Ali Valimahomed, MD and Jaspal Ricky Singh, MD

Affiliation: New York-Presbyterian Hospital; Columbia/Cornell, New York, New York.

Purpose: The purpose of this study was to assess the clinical outcomes of patients undergoing image guided PRP injections for the treatment of symptomatic acetabular labral tears.

Methods and Study Design: Retrospective case series. Nine patients ages 49 to 85 years-old with chronic hip pain, one or more positive physical exam maneuver(s), diagnosis of acetabular labral tear on MRI, and failure to improve satisfactorily with conservative treatment (physical therapy, oral medications, and or epidural injections) underwent image guided (ultrasound or fluoroscopic guided) platelet-rich plasma (PRP) injection to the acetabular labrum. Outcomes were measured at baseline, 2 weeks, and 12 weeks using the Visual Analogue Scale (VAS) for pain intensity and the Hip Disability and Osteoarthritis Outcome Score (HOOS).
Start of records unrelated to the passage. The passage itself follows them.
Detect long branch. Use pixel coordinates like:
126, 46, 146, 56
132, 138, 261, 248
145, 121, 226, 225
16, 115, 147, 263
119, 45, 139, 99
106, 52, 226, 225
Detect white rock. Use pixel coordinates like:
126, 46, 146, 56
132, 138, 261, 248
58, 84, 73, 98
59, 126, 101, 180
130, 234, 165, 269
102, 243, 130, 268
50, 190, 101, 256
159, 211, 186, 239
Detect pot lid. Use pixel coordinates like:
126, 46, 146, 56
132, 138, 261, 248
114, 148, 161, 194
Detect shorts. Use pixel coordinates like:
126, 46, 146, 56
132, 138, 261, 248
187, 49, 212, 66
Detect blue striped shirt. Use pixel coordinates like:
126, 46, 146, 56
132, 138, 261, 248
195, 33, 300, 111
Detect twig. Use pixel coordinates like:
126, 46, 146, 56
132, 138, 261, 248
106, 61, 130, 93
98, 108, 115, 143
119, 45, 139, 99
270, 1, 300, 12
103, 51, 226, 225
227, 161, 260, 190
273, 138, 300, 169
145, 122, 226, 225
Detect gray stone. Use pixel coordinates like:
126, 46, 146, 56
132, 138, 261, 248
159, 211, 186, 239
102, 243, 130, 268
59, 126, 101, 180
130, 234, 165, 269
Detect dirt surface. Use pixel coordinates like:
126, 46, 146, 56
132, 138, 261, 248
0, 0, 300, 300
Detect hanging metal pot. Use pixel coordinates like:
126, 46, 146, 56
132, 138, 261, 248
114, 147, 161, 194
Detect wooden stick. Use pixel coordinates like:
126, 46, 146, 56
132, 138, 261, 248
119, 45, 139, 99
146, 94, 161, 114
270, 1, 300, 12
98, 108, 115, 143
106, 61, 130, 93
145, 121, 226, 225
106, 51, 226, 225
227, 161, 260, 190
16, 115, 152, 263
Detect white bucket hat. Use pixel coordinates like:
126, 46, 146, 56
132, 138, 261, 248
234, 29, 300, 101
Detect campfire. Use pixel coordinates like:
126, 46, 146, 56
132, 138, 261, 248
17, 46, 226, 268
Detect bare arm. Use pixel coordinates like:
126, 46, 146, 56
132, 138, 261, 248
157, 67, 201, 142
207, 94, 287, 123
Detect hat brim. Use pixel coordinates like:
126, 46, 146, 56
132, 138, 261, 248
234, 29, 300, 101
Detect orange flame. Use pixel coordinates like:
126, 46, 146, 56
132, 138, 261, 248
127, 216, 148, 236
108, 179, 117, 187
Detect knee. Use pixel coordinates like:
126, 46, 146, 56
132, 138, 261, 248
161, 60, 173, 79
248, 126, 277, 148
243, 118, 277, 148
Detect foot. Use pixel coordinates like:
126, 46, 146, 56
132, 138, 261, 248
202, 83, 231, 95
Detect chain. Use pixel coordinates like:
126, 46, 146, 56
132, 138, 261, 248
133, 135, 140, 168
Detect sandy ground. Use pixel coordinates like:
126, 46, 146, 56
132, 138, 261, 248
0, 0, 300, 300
Results: At 2 weeks, there was a statistically significant improvement (P < 0.05) of function in 3 HOOS subscales: Activities of Daily Living (ADL), Sports/Recreations, and Quality of Life (QOL). There was a statistically significant improvement in HOOS Pain (73.3 ± 13.6, P < 0.01), HOOS Symptoms (73.9 ± 12.8, P < 0.01), HOOS ADLs (75.8 ± 6.3, P < 0.01), HOOS Sport/Recreation (65.3 ± 11.9, P < 0.01), and HOOS QOL (80.3 ± 11.1, P < 0.01) at 12 weeks following PRP injection for acetabular labral tear from baseline. A statistical significant improvement in VAS was also observed at 12 weeks (baseline VAS 7 ± 0.7 → 12 weeks VAS 2.4 ± 1.0, P < 0.05) post-PRP injection for acetabular labral tears.
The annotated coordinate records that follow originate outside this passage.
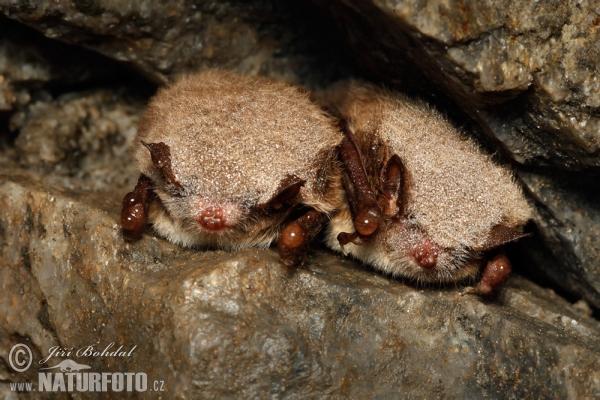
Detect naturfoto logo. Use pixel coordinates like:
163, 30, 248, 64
8, 342, 164, 392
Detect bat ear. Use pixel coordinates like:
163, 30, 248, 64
267, 175, 306, 210
142, 140, 182, 189
473, 225, 532, 251
381, 154, 406, 217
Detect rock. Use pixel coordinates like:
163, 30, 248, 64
10, 88, 144, 190
317, 0, 600, 171
519, 172, 600, 309
0, 171, 600, 398
0, 15, 138, 112
0, 0, 351, 86
0, 0, 600, 398
317, 0, 600, 324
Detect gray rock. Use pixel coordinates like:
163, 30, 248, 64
0, 0, 356, 86
318, 0, 600, 171
518, 172, 600, 308
317, 0, 600, 324
0, 15, 137, 113
0, 171, 600, 398
10, 88, 144, 194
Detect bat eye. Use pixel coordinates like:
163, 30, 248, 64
413, 237, 439, 269
354, 209, 380, 236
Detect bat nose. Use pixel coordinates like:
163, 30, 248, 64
413, 237, 439, 269
198, 204, 227, 232
195, 199, 241, 232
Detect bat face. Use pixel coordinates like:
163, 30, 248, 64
122, 71, 342, 253
327, 84, 530, 290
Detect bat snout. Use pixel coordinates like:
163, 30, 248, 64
195, 199, 242, 232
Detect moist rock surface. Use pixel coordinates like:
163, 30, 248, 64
0, 171, 600, 398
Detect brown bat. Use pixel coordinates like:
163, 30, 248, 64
322, 82, 531, 293
121, 70, 343, 265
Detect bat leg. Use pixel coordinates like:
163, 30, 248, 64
277, 209, 327, 266
465, 249, 512, 294
121, 174, 152, 242
338, 122, 381, 247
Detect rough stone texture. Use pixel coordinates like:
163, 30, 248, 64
0, 171, 600, 398
519, 172, 600, 308
0, 0, 600, 398
0, 15, 136, 116
318, 0, 600, 171
7, 88, 143, 194
317, 0, 600, 318
0, 0, 356, 85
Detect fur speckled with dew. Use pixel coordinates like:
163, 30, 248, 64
319, 82, 530, 282
132, 71, 343, 249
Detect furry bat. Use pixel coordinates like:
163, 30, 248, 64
321, 82, 531, 294
121, 70, 343, 265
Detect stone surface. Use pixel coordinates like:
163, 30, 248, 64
318, 0, 600, 171
0, 15, 138, 117
0, 0, 600, 398
518, 172, 600, 309
0, 0, 350, 85
8, 88, 144, 190
0, 171, 600, 398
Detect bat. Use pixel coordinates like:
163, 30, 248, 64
121, 70, 344, 265
317, 81, 531, 294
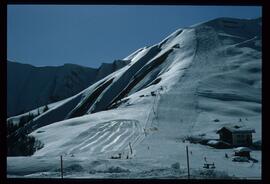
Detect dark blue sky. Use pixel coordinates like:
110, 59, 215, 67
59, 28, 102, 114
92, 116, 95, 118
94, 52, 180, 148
7, 5, 261, 67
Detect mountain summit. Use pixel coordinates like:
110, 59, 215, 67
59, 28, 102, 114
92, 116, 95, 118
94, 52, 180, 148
8, 18, 262, 178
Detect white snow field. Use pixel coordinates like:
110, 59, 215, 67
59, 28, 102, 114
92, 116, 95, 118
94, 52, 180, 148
7, 18, 262, 179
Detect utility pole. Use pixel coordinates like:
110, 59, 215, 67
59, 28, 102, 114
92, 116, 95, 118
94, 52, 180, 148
128, 142, 132, 155
186, 146, 190, 179
60, 155, 63, 179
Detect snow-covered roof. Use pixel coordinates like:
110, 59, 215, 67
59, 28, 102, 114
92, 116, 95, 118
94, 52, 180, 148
234, 147, 251, 152
217, 126, 255, 134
Conclusions: In patients with symptomatic acetabular labral tears, PRP injection may reduce pain and improve function at 12 weeks.

Significance of Findings: The results from this study suggest that in patients with symptomatic acetabular labral tears refractory to conservative treatment, PRP injection is a safe, minimally invasive technique, which appears to reduce pain and improve functional outcomes at 12 weeks.

Acknowledgments: None.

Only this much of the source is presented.